The stepmother/grandparents thing is hard. My in-laws live next to us and always have. My MIL has huge jars of all sorts of candy, a freezer full of ice cream, cookies, lots of "junk." My MIL (whom a love, but she does drive me batty sometimes) would say at family dinners when the kids would pick up an apple to eat, "Don't eat that - you'll ruin your dinner!" which was usually something like fried chicken, macaroni and cheese, or otherwise filled with refined carbs, fat, and salt. For the most part, I let them eat whatever at their grandmother's house (although did try to limit the candy/ice cream/cookies via talking with MIL) but they knew the rules were different at our house.
I love the "no thank you" bite. I was picky growing up, and I've come to like things I didn't like before. Broccoli, Onions, beans (recently), cooked peppers, shrimp, crab. We don't keep anything "white" in our house whole wheat is what we eat! Hoping to pass this along to our little guy.

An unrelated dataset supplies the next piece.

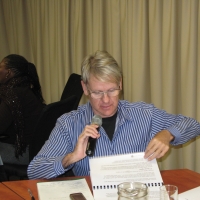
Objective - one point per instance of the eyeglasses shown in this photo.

Our little guy (18 mo) will only eat fruit, and until lsat week we added peas. He ate tons of veggies as a baby. My MIL & FIL watch our son while my husband I both work full-time. We talked with them about offering him vegetables at lunch, just a few and if he didn't eat them fine; but he can't try anything if it isn't offered. So within in a week he went from from eating NOT A SINGLE PEA to eating a bowl full. Hopefully one new thing a week and I'll have a healthier eating child. Right now he'll eat plain pasta, mac & cheese, yogurt, cheese, not a fan of meat I've tried it all. Once he gets older I'm going to steal the "no thank you" bite.